O serviço está sendo executado por uma empresa terceirizada, cujo contrato foi normalizado pela Secretaria Municipal de Saúde, depois de um aditivo. A recomendação é que sejam apreendidos porcos, cavalos, jegues, mulas e gado que estejam pastejando ou soltos nas ruas, representando ameaça aos condutores de veículos automotores e mesmo focos de propagação de doenças aos serem humanos (zoonoses).

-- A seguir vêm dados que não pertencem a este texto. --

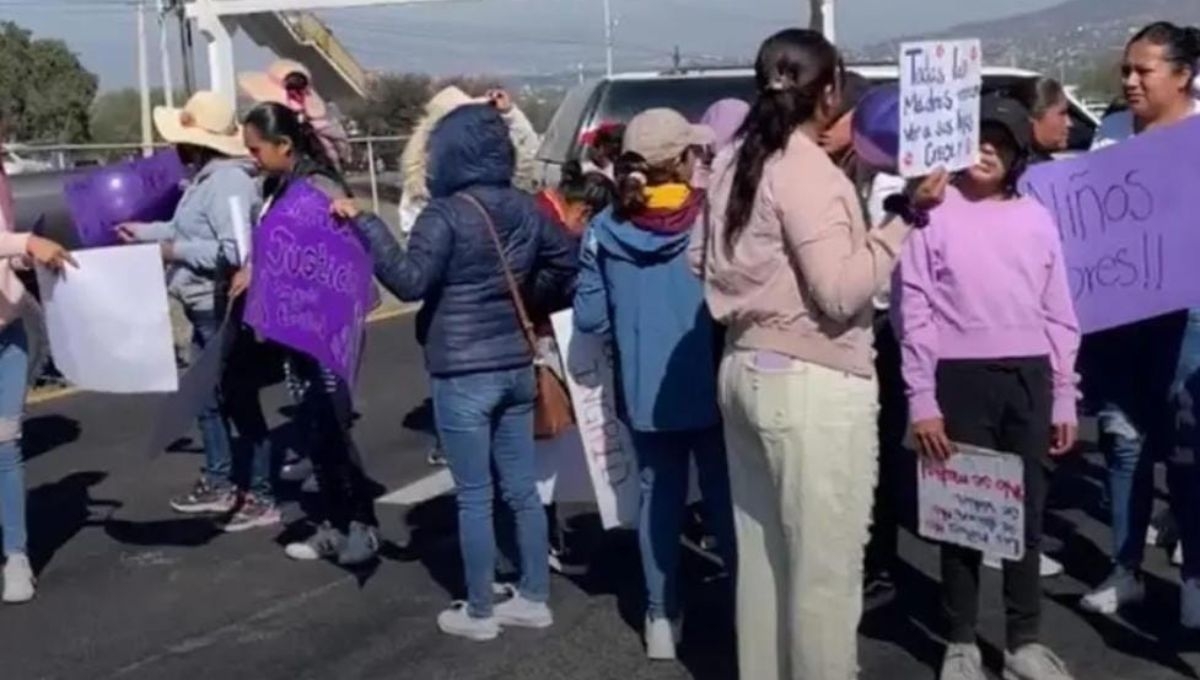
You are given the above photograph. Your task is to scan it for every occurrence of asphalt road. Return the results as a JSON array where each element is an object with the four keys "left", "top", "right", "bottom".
[{"left": 0, "top": 317, "right": 1200, "bottom": 680}]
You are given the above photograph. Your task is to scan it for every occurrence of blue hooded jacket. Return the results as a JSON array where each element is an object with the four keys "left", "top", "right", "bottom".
[
  {"left": 359, "top": 104, "right": 577, "bottom": 375},
  {"left": 575, "top": 209, "right": 720, "bottom": 432}
]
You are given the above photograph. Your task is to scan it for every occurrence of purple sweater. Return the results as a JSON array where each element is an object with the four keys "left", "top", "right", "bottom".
[{"left": 892, "top": 188, "right": 1080, "bottom": 423}]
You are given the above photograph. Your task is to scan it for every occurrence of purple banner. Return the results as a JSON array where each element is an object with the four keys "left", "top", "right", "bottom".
[
  {"left": 245, "top": 181, "right": 374, "bottom": 385},
  {"left": 64, "top": 149, "right": 184, "bottom": 248},
  {"left": 1021, "top": 120, "right": 1200, "bottom": 332}
]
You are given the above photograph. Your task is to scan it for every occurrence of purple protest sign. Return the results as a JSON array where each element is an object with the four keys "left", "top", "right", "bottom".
[
  {"left": 1021, "top": 120, "right": 1200, "bottom": 332},
  {"left": 245, "top": 181, "right": 374, "bottom": 385},
  {"left": 64, "top": 149, "right": 184, "bottom": 248}
]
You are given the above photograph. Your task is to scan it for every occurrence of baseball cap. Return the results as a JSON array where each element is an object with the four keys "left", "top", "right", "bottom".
[
  {"left": 624, "top": 109, "right": 716, "bottom": 164},
  {"left": 979, "top": 95, "right": 1033, "bottom": 151}
]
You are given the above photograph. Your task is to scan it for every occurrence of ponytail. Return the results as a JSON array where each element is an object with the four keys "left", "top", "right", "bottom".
[{"left": 725, "top": 29, "right": 842, "bottom": 251}]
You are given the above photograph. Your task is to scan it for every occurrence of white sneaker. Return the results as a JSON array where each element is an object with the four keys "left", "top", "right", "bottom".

Na tarde de hoje duas novilhas que pastavam numa área verde próxima à Avenida Princesa Isabel, lateral de um hipermercado e de uma agência bancária em frente a Prefeitura, mas foram recolhidas por um vaqueiro antes da chegada dos profissionais da empresa contratada pelo DCZ. Em caso de reincidência, os animais serão apreendidos.

Os bairros São Caetano e Jaçanã registram as maiores incidências de animais nas ruas, o que mereceu atenção especial pelo risco que representam os animais para os condutores de veículos automotores. Ainda não há um balanço da quantidade de suínos, equinos, bovinos e muares que já foram retirados das vias públicas neste ano.

Em caso de apreensão é necessário que o dono dirija-se até o DCZ para que seja emitido Documento de Arrecadação Municipal (DAM) referente a multa de R$ 120,00 referentes a uma Unidade Fiscal Municipal (UFM). Para os casos de reincidência ou de abandono ou de três apreensões, o dono perde a guarda do animal.

A Diretora do Departamento de Vigilância da Saúde, Maristella Antunes, explica que quando o animal é retirado das vias públicas é levado para o pasto de uma fazenda em Ferradas de onde o dono tem três dias para fazer o resgate. A ação tem como base a Lei Municipal na Lei nº 2.030 de 2007.